Some of you are old enough to remember the lighted street lamp, the fog rolling in, Rod Serling’s voice and those words:

"You're traveling through another dimension, a dimension not only of sight and sound but of mind. That's the signpost up ahead - your next stop, the Twilight Zone."

Well get ready, because when you enter the realm of the Internal Revenue Code, you will enter the Twilight Zone.

Say What

Say What

If you ever want to give yourself a migraine headache, spend a few minutes reading the Internal Revenue Code. I mean, who writes this stuff? The architects and drafters of the Internal Revenue Code took heed of a story told in the Book of Genesis, "...let us go down, and there confound their language, that they may not understand one another's speech..."

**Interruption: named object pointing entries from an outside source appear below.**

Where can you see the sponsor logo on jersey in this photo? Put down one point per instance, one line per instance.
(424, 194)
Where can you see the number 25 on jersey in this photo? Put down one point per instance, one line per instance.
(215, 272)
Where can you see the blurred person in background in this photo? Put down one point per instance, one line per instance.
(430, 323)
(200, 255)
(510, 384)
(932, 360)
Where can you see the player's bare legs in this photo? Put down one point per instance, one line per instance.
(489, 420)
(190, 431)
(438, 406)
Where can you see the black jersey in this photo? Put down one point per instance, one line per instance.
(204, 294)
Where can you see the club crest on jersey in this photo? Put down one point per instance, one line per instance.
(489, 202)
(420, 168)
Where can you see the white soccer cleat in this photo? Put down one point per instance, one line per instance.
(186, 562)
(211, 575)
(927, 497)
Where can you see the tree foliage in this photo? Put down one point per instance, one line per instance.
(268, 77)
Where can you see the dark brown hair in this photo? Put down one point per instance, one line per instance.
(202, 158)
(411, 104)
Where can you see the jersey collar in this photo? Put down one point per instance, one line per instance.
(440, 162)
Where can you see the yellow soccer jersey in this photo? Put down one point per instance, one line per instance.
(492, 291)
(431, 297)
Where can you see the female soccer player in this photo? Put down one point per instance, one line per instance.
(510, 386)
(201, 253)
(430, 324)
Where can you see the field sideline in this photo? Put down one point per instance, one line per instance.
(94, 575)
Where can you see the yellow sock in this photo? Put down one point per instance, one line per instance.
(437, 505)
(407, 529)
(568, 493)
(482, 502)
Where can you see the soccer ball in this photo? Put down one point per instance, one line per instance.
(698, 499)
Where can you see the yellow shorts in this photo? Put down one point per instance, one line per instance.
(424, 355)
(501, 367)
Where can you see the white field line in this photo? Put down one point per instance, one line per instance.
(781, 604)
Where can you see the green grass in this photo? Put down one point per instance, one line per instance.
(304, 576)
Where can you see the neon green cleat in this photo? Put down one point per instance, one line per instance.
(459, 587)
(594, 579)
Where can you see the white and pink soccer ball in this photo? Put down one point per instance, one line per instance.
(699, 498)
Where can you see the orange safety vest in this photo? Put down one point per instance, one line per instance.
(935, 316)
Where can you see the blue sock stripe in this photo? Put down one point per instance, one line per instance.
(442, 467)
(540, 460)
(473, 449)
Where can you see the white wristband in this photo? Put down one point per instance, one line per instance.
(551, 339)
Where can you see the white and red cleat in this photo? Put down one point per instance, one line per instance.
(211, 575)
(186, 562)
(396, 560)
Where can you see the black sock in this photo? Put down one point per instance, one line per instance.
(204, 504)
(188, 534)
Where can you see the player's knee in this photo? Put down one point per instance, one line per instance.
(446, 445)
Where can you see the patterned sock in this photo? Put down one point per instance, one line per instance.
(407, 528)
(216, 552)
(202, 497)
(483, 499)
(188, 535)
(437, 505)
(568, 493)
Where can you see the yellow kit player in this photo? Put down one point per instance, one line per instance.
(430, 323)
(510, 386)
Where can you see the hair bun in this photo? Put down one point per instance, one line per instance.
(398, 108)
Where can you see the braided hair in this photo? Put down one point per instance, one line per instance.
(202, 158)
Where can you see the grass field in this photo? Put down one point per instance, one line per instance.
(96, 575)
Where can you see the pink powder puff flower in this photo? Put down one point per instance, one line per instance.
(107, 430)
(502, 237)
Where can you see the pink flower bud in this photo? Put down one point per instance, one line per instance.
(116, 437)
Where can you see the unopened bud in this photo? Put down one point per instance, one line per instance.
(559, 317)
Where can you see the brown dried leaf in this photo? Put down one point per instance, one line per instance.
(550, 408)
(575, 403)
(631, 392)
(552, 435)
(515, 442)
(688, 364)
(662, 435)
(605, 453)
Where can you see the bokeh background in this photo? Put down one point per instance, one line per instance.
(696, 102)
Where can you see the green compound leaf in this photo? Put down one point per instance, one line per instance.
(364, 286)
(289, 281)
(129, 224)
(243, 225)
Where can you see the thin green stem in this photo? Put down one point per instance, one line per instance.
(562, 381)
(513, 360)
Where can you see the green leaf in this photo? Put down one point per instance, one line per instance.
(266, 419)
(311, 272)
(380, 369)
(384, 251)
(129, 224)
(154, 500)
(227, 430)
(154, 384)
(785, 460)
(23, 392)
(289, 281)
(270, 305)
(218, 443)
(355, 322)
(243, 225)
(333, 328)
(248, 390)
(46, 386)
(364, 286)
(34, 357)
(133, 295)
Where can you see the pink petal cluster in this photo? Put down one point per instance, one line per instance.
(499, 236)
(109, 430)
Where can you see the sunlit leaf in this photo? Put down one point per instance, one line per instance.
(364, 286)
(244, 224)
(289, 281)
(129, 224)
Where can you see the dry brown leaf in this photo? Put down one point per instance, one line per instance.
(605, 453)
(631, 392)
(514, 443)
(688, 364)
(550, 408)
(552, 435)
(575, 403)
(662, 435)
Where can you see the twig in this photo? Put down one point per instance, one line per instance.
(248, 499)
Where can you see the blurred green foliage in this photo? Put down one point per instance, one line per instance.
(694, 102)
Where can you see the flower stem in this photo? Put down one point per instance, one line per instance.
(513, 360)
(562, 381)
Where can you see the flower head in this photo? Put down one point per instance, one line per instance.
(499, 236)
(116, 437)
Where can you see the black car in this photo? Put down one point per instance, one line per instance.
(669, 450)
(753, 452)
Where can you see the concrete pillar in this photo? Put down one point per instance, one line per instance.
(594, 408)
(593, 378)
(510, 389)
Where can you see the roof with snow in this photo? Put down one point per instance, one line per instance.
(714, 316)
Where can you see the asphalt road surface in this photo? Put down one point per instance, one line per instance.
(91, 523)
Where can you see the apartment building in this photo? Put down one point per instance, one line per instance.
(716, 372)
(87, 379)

Judge Learned Hand, a well and widely respected and oft cited legal philosopher and jurist wrote regarding our income tax laws:

“…words of…the Income Tax…merely dance before my eyes in a meaningless procession: cross-reference to cross-reference, exception upon exception —couched in abstract terms that offer [me] no handle to seize hold of [and that] leave in my mind only a confused sense of some vitally important, but successfully concealed, purport, which it is my duty to extract, but which is within my power, if at all, only after the most inordinate expenditure of time…”

Keep in mind, this guy was a judge, a well trained, educated, highly regarded jurist. If the code dances before his eyes, what must it do for ordinary citizens? The Tower of Babel comes to mind.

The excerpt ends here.